Dear Editor,

I read with great interest the recently published article by Dai et al. in which the authors aimed to explore the epidemiological association between serum uric acid (SUA) levels and cardiovascular involvements in a young Chinese population [1]. They concluded that SUA level higher than 8 mg/dl is a significant independent risk factor for the prevalence of cardiac structural and functional change in Chinese early-onset coronary artery disease (CAD) patients and suggested that higher SUA levels may play an important role in the pathophysiological process of cardiovascular dysfunction in coronary atherosclerosis. However, I think that there are some points that should be emphasized about this study.

First, it is stated that exclusion criteria included serious kidney disease (chronic kidney disease stages 4–5), in the original study. On the other hand, patients with diabetes and hypertension were included, as presented in Table 1 of [1]. However, because uric acid is predominantly cleared by the kidneys, a decline in glomerular filtration rate (GFR) will almost universally be associated with increased SUA [2]. Therefore, it would be better to exclude patients with these comorbidities, considering diabetes and hypertension as key risk factors for kidney disease. If still be included, it should be better to include only patients with preserved kidney function (estimated GFR ≥ 60 ml/min/1.73 m2) which means with patients with stage 3 CKD should also be excluded [3].

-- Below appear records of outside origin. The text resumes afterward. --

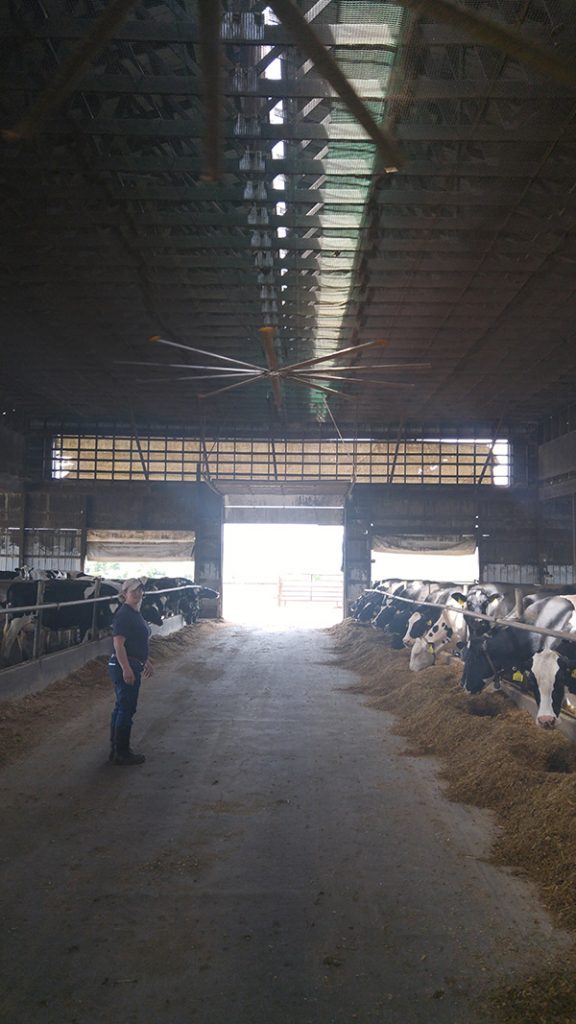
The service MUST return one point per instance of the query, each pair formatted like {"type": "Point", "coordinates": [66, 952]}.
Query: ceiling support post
{"type": "Point", "coordinates": [210, 60]}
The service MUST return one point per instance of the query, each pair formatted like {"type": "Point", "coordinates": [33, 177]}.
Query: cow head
{"type": "Point", "coordinates": [479, 667]}
{"type": "Point", "coordinates": [548, 675]}
{"type": "Point", "coordinates": [422, 655]}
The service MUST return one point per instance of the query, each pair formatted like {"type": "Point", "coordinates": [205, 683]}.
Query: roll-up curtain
{"type": "Point", "coordinates": [428, 544]}
{"type": "Point", "coordinates": [147, 545]}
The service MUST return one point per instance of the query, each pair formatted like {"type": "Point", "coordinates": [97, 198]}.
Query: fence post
{"type": "Point", "coordinates": [92, 635]}
{"type": "Point", "coordinates": [36, 647]}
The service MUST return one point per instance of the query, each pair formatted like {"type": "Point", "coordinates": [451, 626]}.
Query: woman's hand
{"type": "Point", "coordinates": [128, 675]}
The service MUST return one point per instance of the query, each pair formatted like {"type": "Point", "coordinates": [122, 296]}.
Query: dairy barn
{"type": "Point", "coordinates": [288, 297]}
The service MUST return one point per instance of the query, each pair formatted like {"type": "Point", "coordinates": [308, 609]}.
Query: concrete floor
{"type": "Point", "coordinates": [276, 861]}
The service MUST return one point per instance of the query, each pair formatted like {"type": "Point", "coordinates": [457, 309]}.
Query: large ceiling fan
{"type": "Point", "coordinates": [317, 374]}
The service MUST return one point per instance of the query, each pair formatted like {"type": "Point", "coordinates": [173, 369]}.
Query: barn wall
{"type": "Point", "coordinates": [12, 457]}
{"type": "Point", "coordinates": [504, 523]}
{"type": "Point", "coordinates": [46, 527]}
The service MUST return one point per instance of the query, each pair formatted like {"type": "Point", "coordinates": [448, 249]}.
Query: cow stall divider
{"type": "Point", "coordinates": [39, 671]}
{"type": "Point", "coordinates": [567, 718]}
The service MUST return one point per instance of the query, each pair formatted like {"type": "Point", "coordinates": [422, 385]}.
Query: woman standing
{"type": "Point", "coordinates": [128, 664]}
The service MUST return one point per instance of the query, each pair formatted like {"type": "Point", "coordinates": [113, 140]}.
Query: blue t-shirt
{"type": "Point", "coordinates": [129, 624]}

Second, although hyperuricemia was defined as SUA ≥7 mg/dl in men or ≥6 mg/dl in women, it was stated that all subjects were categorized into uric acid quartiles: first group (SUA ≤6 mg/dl), second group (6 mg/dl<SUA ≤7 mg/dl), third group (7 mg/dl<SUA ≤8 mg/dl), and fourth group (SUA > 8 mg/dl) in the original study. This means the second group is consisting of normouricemic men and hyperuricemic women. This may cause bias and may lead to misinterpretation of results possibly based on hyperuricemia, in comparing patient groups. Therefore, it would be more appropriate to perform receiver-operating characteristic analysis to determine the most appropriate cut-off values for both genders with hyperuricemia.

In conclusion, it is hard to understand if increased SUA is an independent predictive marker for CAD progression or developes as a result of a renal failure probably secondary to comorbidities associated with CKD.